Monday, November 2, 2009: 1:00 PM
Convention Center, Room 330, Third Floor
Abstract:
The characteristics of charcoal samples and of aromatic rings in humic acids were investigated in detail by various advanced solid-state nuclear magnetic resonance (NMR) techniques. These techniques included quantitative direct polarization/magic angle spinning (DP/MAS), C-H recoupled dipolar dephasing, and two-dimensional 1H-13C heteronuclear correlation NMR. The samples were two biochar samples from prairie grass and wood, and several humic acids from soil. Compared with cross polarization/magic angle spinning, DP/MAS gave quantitative aromaticities and other structural information on charcoal samples.
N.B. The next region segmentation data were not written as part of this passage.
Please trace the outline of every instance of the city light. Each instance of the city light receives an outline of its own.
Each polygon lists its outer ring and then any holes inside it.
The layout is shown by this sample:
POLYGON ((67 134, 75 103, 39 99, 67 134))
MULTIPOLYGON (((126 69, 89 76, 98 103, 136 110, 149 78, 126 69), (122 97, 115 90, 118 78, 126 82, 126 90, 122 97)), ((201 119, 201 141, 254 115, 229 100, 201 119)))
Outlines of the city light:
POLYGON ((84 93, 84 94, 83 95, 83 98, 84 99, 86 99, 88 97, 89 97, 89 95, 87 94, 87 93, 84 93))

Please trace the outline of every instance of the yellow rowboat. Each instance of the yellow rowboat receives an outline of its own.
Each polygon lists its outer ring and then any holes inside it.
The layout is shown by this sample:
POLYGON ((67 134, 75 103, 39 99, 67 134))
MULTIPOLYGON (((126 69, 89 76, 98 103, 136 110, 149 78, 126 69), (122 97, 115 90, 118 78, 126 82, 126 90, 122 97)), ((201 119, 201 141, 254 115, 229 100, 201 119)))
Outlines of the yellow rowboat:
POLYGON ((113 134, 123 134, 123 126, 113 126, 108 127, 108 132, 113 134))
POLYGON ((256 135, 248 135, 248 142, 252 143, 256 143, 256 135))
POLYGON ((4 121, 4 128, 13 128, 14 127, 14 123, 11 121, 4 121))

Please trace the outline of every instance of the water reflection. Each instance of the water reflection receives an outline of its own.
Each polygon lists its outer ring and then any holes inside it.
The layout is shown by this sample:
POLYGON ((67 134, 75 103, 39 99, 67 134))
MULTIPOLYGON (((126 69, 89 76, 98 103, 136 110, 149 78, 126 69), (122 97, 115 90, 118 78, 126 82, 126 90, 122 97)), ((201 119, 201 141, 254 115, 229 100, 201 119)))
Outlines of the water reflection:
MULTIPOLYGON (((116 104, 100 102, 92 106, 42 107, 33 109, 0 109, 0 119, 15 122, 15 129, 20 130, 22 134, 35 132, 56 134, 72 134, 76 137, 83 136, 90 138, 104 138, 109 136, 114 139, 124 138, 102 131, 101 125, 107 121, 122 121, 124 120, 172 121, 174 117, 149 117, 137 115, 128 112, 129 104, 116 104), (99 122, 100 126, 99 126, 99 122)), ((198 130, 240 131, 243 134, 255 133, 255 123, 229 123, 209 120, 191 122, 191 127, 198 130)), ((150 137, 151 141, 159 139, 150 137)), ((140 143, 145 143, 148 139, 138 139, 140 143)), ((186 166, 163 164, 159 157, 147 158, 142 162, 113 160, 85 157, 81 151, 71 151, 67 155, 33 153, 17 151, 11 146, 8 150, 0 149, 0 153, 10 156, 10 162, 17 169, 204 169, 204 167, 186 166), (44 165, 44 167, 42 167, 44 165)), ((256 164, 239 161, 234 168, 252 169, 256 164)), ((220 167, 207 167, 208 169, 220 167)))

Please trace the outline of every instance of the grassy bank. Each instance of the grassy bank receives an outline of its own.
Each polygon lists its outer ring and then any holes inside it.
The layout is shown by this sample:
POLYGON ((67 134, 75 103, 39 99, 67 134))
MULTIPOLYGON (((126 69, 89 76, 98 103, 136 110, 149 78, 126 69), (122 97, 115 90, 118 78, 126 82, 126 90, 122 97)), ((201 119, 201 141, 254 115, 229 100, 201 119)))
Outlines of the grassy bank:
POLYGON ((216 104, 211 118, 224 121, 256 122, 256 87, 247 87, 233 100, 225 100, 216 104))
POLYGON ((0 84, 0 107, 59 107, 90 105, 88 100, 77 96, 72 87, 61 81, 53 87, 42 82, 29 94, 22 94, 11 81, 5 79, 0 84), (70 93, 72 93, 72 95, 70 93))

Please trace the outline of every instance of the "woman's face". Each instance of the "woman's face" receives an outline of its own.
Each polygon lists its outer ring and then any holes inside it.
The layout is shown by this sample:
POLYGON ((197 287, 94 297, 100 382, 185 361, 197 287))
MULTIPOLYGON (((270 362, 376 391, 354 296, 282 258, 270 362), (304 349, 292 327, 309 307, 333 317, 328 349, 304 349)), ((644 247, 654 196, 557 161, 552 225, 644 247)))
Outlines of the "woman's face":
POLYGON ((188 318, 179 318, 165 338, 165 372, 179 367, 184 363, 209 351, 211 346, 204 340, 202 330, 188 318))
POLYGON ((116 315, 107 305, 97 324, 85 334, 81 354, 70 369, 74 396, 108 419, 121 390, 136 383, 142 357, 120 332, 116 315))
In humic substances, charcoal is distinguished from other aromatic rings, such as those of lignin, based on the chemical shift, fraction of nonprotonated C, and the large average H-to-C distance in the fused aromatic ring systems of charcoal, which is probed using the strongly distance-dependent C-H dipolar couplings in long-range C-H recoupled dipolar dephasing NMR. The aromatic cluster size in these samples has been estimated from the fraction of aromatic carbons along the edge of a cluster (bonded to H, O, or alkyl C) combined with analysis of the long-range C-H dephasing data. The average aromatic cluster in charcoal consists of fewer than 40 carbons and significantly less in the humic acids.